Alles falsch. Ich will nur leben.

Alles falsch. Ich will nur leben.

Jedesmal, wenn ich jemand sagen höre oder irgendwo lese, dass eine Angelegenheit nur gemeinsam auf internationaler oder sogar globaler Ebene gelöst werden könne, möchte ich am liebsten laut schreien. Unsere Kanzlerin ist beispielsweise so eine Kandidatin, bei der ich aktiv weghören muss, wenn sie mal wieder was von gemeinsamen Lösungen salbadert.

Was so ‘verkehrt’ daran ist?
Es stimmt zwar, dass ein einzelnes Land (und erst recht ein einzelner Mensch) den Klimawandel nicht aufhalten, die Verschmutzung der Meere nicht reduzieren und das globale Wirtschaftssystem nicht ändern kann.
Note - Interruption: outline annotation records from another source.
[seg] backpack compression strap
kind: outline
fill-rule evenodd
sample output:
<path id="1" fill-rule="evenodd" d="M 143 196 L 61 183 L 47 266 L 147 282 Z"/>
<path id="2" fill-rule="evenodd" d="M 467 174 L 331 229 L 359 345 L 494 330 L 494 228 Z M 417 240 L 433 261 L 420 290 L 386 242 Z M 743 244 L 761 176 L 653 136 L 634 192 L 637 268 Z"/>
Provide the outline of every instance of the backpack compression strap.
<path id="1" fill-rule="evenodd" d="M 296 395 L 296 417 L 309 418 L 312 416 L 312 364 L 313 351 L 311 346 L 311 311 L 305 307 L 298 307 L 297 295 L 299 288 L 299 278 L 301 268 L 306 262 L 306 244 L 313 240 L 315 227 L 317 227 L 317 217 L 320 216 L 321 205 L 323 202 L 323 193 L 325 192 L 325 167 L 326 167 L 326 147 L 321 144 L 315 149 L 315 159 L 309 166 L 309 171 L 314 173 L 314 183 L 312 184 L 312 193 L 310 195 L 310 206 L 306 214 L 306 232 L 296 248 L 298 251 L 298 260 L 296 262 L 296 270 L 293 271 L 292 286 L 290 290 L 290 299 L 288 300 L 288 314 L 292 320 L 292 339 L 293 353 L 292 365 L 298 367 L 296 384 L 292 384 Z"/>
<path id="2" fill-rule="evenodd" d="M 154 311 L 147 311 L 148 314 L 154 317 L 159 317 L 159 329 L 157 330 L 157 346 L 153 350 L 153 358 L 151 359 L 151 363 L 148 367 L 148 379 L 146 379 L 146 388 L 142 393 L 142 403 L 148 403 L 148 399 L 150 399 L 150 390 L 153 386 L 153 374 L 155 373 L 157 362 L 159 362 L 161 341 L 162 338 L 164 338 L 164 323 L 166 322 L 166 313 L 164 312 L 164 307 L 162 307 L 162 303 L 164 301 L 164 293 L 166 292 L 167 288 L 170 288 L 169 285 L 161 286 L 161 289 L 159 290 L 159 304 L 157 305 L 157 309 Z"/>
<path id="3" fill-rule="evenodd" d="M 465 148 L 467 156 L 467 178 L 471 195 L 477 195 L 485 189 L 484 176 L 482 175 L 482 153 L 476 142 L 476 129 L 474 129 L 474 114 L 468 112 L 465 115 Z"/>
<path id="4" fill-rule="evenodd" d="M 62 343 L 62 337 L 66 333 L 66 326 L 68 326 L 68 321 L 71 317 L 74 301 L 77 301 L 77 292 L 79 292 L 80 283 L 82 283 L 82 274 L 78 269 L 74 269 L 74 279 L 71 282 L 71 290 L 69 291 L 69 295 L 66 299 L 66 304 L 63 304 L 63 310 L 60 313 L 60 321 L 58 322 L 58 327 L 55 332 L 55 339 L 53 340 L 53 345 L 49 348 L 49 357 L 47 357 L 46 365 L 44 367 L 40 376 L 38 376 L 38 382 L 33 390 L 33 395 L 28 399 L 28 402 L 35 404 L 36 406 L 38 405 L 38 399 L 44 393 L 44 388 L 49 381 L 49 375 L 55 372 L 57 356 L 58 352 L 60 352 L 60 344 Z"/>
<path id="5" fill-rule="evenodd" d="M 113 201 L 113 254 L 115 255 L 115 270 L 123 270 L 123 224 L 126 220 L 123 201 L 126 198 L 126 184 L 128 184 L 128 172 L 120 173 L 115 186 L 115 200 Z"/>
Es muss wirklich *viel* geschehen, wenn man starke Trends umkehren möchte. Die Behauptung gaukelt aber gleichzeitig vor, niemand könne von sich aus erste Schritte einleiten, die in der Summe aller ersten Schritte weltweit zu einem Wandel führen. Es erfordert nicht die Zustimmung Chinas, um in Deutschland den Treibhausgasausstoß herunterzufahren. Es erfordert kein Bundesgesetz, seine Energieversorgung auf erneuerbar und lokal zu umzustellen. Niemand hindert uns, aus dem Wegwerfwahn auszusteigen. Wir alle sind in der Lage, uns aus den Fängen einer Maschinerie zu lösen, die den Einzelnen, ja ganze Nationen überwältigt.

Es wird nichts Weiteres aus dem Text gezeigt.